Azure Data Factory private endpoint - portal subresource

Question

Dear Microsoft,

What is the purpose of "portal" subresource for ADF private endpoint?

In the documentation I can see the following statement: "If you want to use the private endpoint for command communications between the self-hosted integration runtime and the Azure Data Factory service, select datafactory as Target sub-resource. If you want to use the private endpoint for authoring and monitoring the data factory in your virtual network, select portal as Target sub-resource."

Also, there is: "You can still access the Azure Data Factory portal through a public network after you create private endpoint for portal."

I have created ADF with private endpoint-only connectivity, created a private link of type "portal" and was still able to login to the portal and modify & run pipelines from the public internet.

That being said, what is the purpose of this endpoint for the "portal" subresource? What do I get by creating it and paying $7 per month?

Thx

Answer 1

Hi @Wojciech Jakubowski ,

Ok. Let me try to clarify the purpose of the portal sub resource -
If you are working from a VNet environment, like lets say you are using VMs in the Azure VNet as your development machines. If VNet is locked for any external access which is in many enterprise scenarios then users will not be able to access ADF’s UX. So, in that case to enable access to ADF portal user needs to create PE in their VNet.
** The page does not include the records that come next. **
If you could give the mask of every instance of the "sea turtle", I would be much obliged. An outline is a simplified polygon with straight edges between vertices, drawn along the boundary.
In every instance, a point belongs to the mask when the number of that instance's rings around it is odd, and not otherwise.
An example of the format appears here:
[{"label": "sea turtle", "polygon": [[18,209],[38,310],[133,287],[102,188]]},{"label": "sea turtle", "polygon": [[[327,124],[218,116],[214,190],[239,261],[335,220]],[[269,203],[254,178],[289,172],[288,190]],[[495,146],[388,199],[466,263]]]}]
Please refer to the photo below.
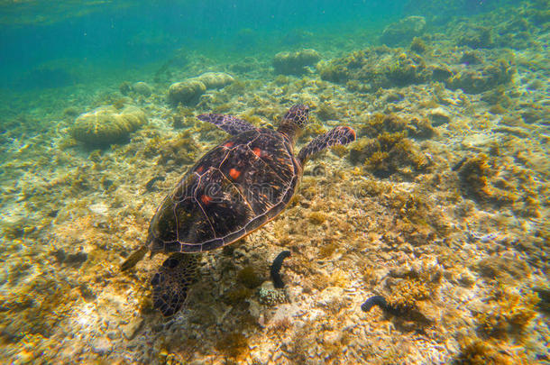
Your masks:
[{"label": "sea turtle", "polygon": [[256,128],[232,115],[198,115],[232,135],[205,154],[157,209],[146,244],[123,263],[133,267],[147,252],[171,254],[153,276],[153,306],[170,316],[195,281],[197,255],[228,245],[275,218],[289,204],[313,154],[355,140],[339,126],[316,137],[298,156],[294,143],[309,107],[292,106],[277,131]]}]

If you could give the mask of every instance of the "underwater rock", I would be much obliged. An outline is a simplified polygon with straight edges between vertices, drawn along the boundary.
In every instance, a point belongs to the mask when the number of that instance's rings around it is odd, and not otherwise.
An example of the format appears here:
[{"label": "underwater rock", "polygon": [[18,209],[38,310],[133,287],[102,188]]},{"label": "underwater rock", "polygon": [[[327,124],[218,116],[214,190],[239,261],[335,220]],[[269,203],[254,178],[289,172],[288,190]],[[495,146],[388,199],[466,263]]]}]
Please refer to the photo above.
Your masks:
[{"label": "underwater rock", "polygon": [[423,16],[408,16],[397,23],[388,25],[380,41],[387,46],[408,43],[424,32],[426,29],[426,19]]},{"label": "underwater rock", "polygon": [[466,94],[480,94],[512,79],[514,70],[503,59],[477,69],[466,68],[459,71],[445,81],[451,90],[462,89]]},{"label": "underwater rock", "polygon": [[222,88],[234,81],[233,76],[225,72],[206,72],[196,78],[206,88]]},{"label": "underwater rock", "polygon": [[429,111],[428,113],[430,121],[434,127],[438,127],[443,124],[446,124],[451,121],[451,115],[449,112],[442,107],[438,106]]},{"label": "underwater rock", "polygon": [[132,86],[132,91],[145,97],[151,96],[151,94],[152,93],[151,87],[143,81],[139,81],[133,84]]},{"label": "underwater rock", "polygon": [[222,88],[234,81],[233,76],[225,72],[206,72],[197,78],[176,82],[168,89],[168,101],[172,106],[179,104],[192,105],[210,88]]},{"label": "underwater rock", "polygon": [[459,35],[457,41],[459,46],[468,46],[471,48],[494,47],[490,28],[465,24],[462,30],[463,32]]},{"label": "underwater rock", "polygon": [[285,287],[285,283],[280,278],[280,268],[282,266],[282,261],[288,257],[290,257],[290,251],[283,251],[279,255],[277,255],[277,257],[273,260],[273,263],[271,264],[271,268],[270,269],[270,273],[271,275],[271,279],[273,280],[273,285],[278,289],[283,288]]},{"label": "underwater rock", "polygon": [[302,50],[296,52],[280,52],[273,59],[276,74],[302,75],[307,73],[307,66],[314,66],[321,56],[315,50]]},{"label": "underwater rock", "polygon": [[354,51],[319,68],[322,79],[361,92],[421,84],[431,76],[422,57],[387,47]]},{"label": "underwater rock", "polygon": [[270,281],[265,281],[261,284],[261,287],[258,289],[258,296],[260,297],[260,303],[269,306],[286,303],[289,300],[285,291],[275,288]]},{"label": "underwater rock", "polygon": [[113,106],[100,106],[80,114],[71,128],[71,135],[87,146],[106,147],[124,141],[146,123],[145,113],[135,106],[120,111]]},{"label": "underwater rock", "polygon": [[176,82],[168,89],[168,101],[173,106],[179,104],[193,105],[206,92],[206,86],[197,78]]}]

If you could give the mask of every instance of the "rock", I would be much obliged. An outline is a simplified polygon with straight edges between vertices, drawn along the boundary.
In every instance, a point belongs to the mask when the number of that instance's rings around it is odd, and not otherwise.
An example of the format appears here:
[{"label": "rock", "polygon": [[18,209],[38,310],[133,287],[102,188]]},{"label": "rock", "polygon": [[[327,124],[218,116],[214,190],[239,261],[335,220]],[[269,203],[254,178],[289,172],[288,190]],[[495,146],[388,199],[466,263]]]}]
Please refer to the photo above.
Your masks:
[{"label": "rock", "polygon": [[143,325],[143,318],[135,318],[130,321],[128,324],[126,324],[123,328],[123,333],[124,337],[128,340],[132,340],[135,337],[135,335],[140,332],[142,326]]},{"label": "rock", "polygon": [[113,351],[113,344],[105,337],[96,338],[92,342],[92,351],[98,355],[106,355]]},{"label": "rock", "polygon": [[432,76],[421,56],[388,47],[356,50],[320,62],[317,68],[322,79],[345,84],[348,89],[361,93],[421,84]]},{"label": "rock", "polygon": [[434,127],[438,127],[451,122],[451,115],[449,112],[441,106],[430,110],[428,116]]},{"label": "rock", "polygon": [[145,97],[151,96],[151,87],[143,81],[139,81],[133,84],[132,86],[132,90],[134,93],[142,95]]},{"label": "rock", "polygon": [[307,72],[307,66],[314,66],[321,56],[315,50],[302,50],[296,52],[280,52],[273,59],[276,74],[302,75]]},{"label": "rock", "polygon": [[198,98],[206,91],[206,86],[197,78],[188,78],[176,82],[168,89],[168,101],[173,106],[179,104],[187,105],[198,102]]},{"label": "rock", "polygon": [[477,68],[462,69],[445,80],[445,86],[451,90],[461,88],[466,94],[480,94],[509,82],[513,73],[509,62],[500,60]]},{"label": "rock", "polygon": [[145,113],[135,106],[126,106],[122,111],[113,106],[101,106],[80,114],[70,132],[75,140],[86,145],[105,147],[124,141],[146,123]]},{"label": "rock", "polygon": [[63,263],[72,268],[79,268],[84,262],[86,262],[87,260],[87,253],[80,251],[67,255],[67,258],[65,259],[65,261],[63,261]]},{"label": "rock", "polygon": [[426,19],[423,16],[408,16],[397,23],[388,25],[380,41],[387,46],[408,43],[414,37],[417,37],[426,29]]},{"label": "rock", "polygon": [[206,72],[196,78],[206,88],[222,88],[234,81],[233,76],[225,72]]},{"label": "rock", "polygon": [[328,306],[344,297],[344,288],[339,287],[328,287],[321,292],[321,298],[317,302],[319,306]]},{"label": "rock", "polygon": [[284,289],[276,289],[271,281],[265,281],[258,289],[260,303],[274,306],[288,301]]}]

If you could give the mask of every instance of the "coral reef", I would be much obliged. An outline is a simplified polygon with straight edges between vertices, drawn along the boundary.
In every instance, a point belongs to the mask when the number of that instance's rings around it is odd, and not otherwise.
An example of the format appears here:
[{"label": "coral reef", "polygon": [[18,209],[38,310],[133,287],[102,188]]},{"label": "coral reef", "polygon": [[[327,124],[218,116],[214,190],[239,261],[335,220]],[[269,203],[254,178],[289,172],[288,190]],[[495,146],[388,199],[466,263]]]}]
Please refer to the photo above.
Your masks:
[{"label": "coral reef", "polygon": [[324,80],[344,83],[353,90],[377,90],[426,82],[430,72],[416,54],[380,47],[351,53],[319,67]]},{"label": "coral reef", "polygon": [[273,58],[276,74],[302,75],[307,66],[314,66],[321,56],[315,50],[301,50],[296,52],[280,52]]},{"label": "coral reef", "polygon": [[225,87],[234,82],[233,76],[225,72],[206,72],[196,78],[205,84],[207,89]]},{"label": "coral reef", "polygon": [[193,105],[198,103],[206,89],[222,88],[231,85],[234,78],[224,72],[206,72],[197,78],[176,82],[168,89],[168,102],[172,106]]},{"label": "coral reef", "polygon": [[127,140],[130,133],[147,123],[145,113],[135,106],[118,111],[102,106],[78,115],[71,135],[90,147],[106,147]]},{"label": "coral reef", "polygon": [[168,89],[168,102],[173,106],[179,104],[193,105],[206,91],[206,86],[198,79],[189,78],[176,82]]}]

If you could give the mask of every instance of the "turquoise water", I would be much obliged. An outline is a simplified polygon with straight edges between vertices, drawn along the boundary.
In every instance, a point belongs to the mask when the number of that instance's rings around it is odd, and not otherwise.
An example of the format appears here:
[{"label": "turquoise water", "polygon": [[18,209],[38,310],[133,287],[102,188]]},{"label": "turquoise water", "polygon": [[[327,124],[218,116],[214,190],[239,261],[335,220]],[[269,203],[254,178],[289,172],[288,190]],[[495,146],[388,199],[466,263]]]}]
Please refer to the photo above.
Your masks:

Please let me know if any other questions.

Thanks
Saurabh

Answer 2

Hi,
had the some questions....

The private endpoint is used for the SHIR.

Support:
"Shared the below documentations and informed that we can still access the Azure Data Factory portal through a public network after you create private endpoint for portal.

https://learn.microsoft.com/en-us/azure/data-factory/data-factory-private-link
And if use SHIR or azure managed Vnet IR then the communication will happen via private link and use private IPs configured for their ADF."